Tokyo di Minggu siang, cuaca sedikit mendung di akhir bukan Juli. Namun tekad untuk terus mengembara dan menemukan hal-hal baru membuat hati tetap bersemangat untuk melangkah. Melangkah menapaki jalur kereta bawah tanah yang menggurita ke seantero kota. Dari Tokyo Cami, selesai menikmati kebab Turki yang lezat kaki melangkah kembali menuju stasiun Yoyogi Uehara.
Tujuannya kali ini adalah Sengakuji Temple yang letaknya tidak terlalu jauh dari Sengakuji station. Dari Yoyogi Uehara, dengan menggunakan kartu sakti “Pasmo”, kami naik Tokyo metro Chiyoda Line menuju Ayase dan turun di Omote-sandolalu, pindah Ginza Line arah Asakusa dan pindah lagi ke Asakusa Line tujuan Nishi Magome di Shimbasi. Total waktu perjalanan sekitar 34 menit sampai di stasiun Sengakuji. Di stasiun ini, informasi wisata cukup lengkap.
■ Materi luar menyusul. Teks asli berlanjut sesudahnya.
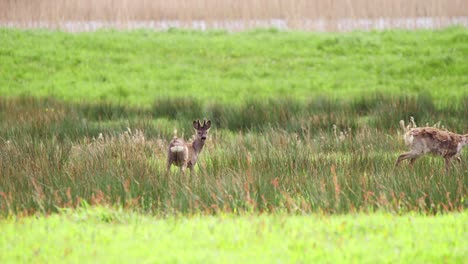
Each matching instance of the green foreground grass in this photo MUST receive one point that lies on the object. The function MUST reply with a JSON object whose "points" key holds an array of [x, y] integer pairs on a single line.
{"points": [[110, 236], [138, 67]]}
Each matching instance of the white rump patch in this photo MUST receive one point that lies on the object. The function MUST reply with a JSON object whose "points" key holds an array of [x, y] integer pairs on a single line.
{"points": [[177, 149]]}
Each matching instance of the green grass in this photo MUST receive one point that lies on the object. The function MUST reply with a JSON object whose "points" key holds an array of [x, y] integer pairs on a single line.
{"points": [[139, 67], [112, 236], [302, 122]]}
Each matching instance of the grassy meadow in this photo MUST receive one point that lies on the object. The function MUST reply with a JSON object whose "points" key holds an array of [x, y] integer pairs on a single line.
{"points": [[110, 236], [304, 139]]}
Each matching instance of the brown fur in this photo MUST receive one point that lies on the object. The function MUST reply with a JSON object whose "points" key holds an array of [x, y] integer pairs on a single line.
{"points": [[422, 140], [185, 155]]}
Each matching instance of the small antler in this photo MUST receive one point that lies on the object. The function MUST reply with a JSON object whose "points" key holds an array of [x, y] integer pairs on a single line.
{"points": [[196, 124], [207, 124]]}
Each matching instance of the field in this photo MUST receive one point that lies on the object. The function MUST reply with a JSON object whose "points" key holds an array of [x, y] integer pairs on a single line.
{"points": [[103, 235], [305, 131]]}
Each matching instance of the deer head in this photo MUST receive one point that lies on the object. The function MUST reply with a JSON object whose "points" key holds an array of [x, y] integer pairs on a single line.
{"points": [[202, 130]]}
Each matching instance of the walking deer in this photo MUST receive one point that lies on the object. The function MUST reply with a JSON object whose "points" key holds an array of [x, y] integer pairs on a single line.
{"points": [[185, 155], [423, 140]]}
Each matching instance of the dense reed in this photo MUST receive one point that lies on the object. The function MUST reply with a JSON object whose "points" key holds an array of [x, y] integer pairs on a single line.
{"points": [[280, 155], [124, 10]]}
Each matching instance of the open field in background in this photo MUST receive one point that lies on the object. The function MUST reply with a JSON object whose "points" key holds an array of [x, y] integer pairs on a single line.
{"points": [[103, 235], [136, 67], [305, 130], [263, 157], [274, 99]]}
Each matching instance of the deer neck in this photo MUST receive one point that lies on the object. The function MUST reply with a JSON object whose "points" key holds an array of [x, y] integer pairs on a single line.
{"points": [[198, 145]]}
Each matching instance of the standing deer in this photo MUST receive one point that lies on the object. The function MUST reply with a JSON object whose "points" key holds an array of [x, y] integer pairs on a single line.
{"points": [[423, 140], [185, 155]]}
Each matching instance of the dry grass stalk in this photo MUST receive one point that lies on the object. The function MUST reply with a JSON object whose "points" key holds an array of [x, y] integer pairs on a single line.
{"points": [[127, 10]]}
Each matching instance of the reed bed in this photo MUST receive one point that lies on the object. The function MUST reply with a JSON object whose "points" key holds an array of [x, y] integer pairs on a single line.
{"points": [[330, 157], [335, 15]]}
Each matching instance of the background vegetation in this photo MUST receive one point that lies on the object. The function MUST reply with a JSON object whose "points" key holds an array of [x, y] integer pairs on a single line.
{"points": [[302, 122], [102, 235]]}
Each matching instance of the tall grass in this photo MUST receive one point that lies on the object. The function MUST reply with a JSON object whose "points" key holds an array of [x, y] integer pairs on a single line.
{"points": [[280, 155]]}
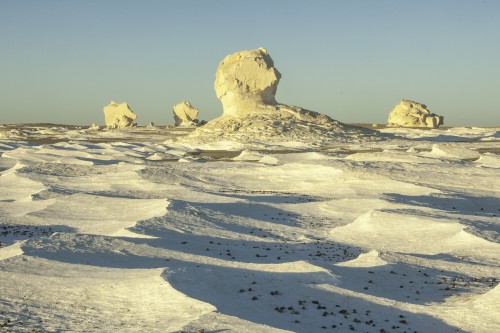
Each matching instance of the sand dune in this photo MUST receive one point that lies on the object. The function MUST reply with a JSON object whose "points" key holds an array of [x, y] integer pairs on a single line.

Tinggal keluar lewat exit A2 dan mengikuti arah menuju Kuil Sengakuji. “Sengakuji Temple, Please go up to the ground level and turn right”, demikian tertempel pengumunan dalam Bahasa Jepang dan Inggris.
Sekitar 5 menit berjalan dan menyebrangi jalan raya, pintu gerbang kuil ini sudah nampak. Cahaya mentari yang ada di belakang gerbang membuat foto yang dijepret menjadi sedikit temaram. Memasuki halaman yang cukup luas, terdapat sebuah patung yang cukup megah mengawal kuil ini. Patung serang pria berpakaian tradisonal Jepang dengan senyum yang dingin.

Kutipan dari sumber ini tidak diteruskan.